Oxford University is on a collision course with its constituent colleges as it pushes forward a radical academic strategy designed to maintain its reputation as one of the world's leading universities.

Decision-making arrangements between the central administration and the largely autonomous colleges are being put to the test by ambitious proposals contained in a consultation paper that lays out Oxford's plans for the next 16 years.

Responses to the paper have signalled that Oxford policy-makers will need to tread carefully in pursuing the plans if they are to avoid a conflict with colleges determined to guard their autonomy.

Bill Macmillan, Oxford's academic pro vice-chancellor who has been collating responses, said: "The strategic directions that are developing are requiring us to look again at the university-college relationship. The questions raised are non-trivial."

The consultation paper acknowledges that its proposals, covering everything from growth in postgraduate numbers to the design of courses, amount to "more of a prescription" than previous plans and raise questions over "the authority that various bodies may or may not have to decide policy".

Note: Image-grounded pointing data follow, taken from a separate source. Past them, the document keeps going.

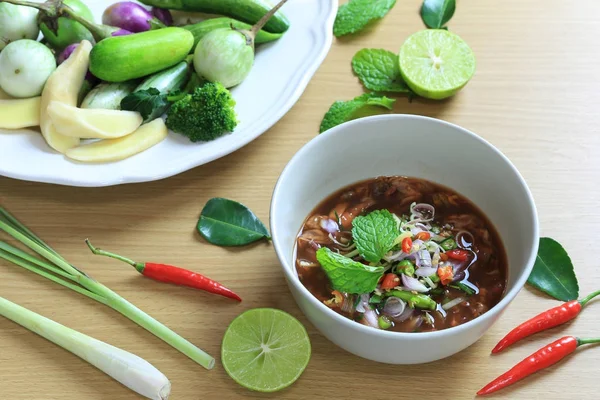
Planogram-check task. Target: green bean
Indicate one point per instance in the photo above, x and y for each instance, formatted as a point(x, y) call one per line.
point(414, 300)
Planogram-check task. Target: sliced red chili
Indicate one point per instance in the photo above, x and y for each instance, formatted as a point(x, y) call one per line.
point(390, 281)
point(423, 236)
point(458, 254)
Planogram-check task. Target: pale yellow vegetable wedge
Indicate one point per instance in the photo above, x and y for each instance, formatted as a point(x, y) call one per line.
point(145, 137)
point(4, 95)
point(63, 86)
point(20, 113)
point(92, 123)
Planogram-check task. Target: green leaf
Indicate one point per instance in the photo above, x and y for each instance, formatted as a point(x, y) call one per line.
point(436, 13)
point(553, 272)
point(356, 14)
point(347, 275)
point(150, 103)
point(228, 223)
point(374, 234)
point(343, 111)
point(379, 70)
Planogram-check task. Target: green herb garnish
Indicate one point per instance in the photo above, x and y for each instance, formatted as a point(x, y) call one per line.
point(356, 14)
point(436, 13)
point(347, 275)
point(343, 111)
point(375, 299)
point(374, 234)
point(462, 287)
point(228, 223)
point(553, 271)
point(378, 70)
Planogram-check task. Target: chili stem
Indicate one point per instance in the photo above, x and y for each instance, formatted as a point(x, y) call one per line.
point(581, 342)
point(105, 253)
point(33, 268)
point(585, 300)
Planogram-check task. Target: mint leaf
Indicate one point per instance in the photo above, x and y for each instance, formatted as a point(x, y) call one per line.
point(343, 111)
point(347, 275)
point(553, 272)
point(356, 14)
point(374, 234)
point(436, 13)
point(379, 70)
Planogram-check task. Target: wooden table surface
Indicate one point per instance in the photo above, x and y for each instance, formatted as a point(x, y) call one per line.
point(535, 95)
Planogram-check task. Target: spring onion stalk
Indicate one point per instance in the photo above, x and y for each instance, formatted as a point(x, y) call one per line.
point(57, 269)
point(130, 370)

This, it adds, "presents thorny problems at the interface between the centre and the colleges", and amounts to "real difficulty... which must be answered if we are to make further progress in modernising our governance and management structures".

Oxford's need to change, the paper says, is partly driven by its efforts to maintain a world-class reputation in the face of growing global competition. "More needs to be done to maintain and develop our international position - a major strategic push is required," it says.

Dr Macmillan said the most contentious issues so far arose from a proposal to increase postgraduate student numbers by 1.9 per cent a year.

He said that while most respondents had "bought into the idea" that graduate studies should eventually become the core business of the university, there was less agreement over how quickly Oxford should expand and how the extra numbers should be accommodated.

He said the university's academic divisions had presented "clear and good" arguments for expansion, but "the colleges are saying there is only a certain rate at which we can grow without overstretching our human and physical resources".

The paper argues that "a collective will to see a particular rate of growth" is not necessarily inconsistent with an individual college's wishes not to expand.

Meanwhile, Oxford's ancient archrival Cambridge has gained draft planning permission for up to three new colleges to be built as part of its development plan.

The colleges could be built on 57 hectares of land to the northwest of Cambridge over the next 25 years to accommodate increasing student numbers and to house expanding departments.

The university is to begin work on a masterplan for development in the autumn. A spokesman said that the "option to develop" was necessary to preserve the university's world-class status. He said that the plan was at an early stage but was likely to include proposals for "one or more new colleges".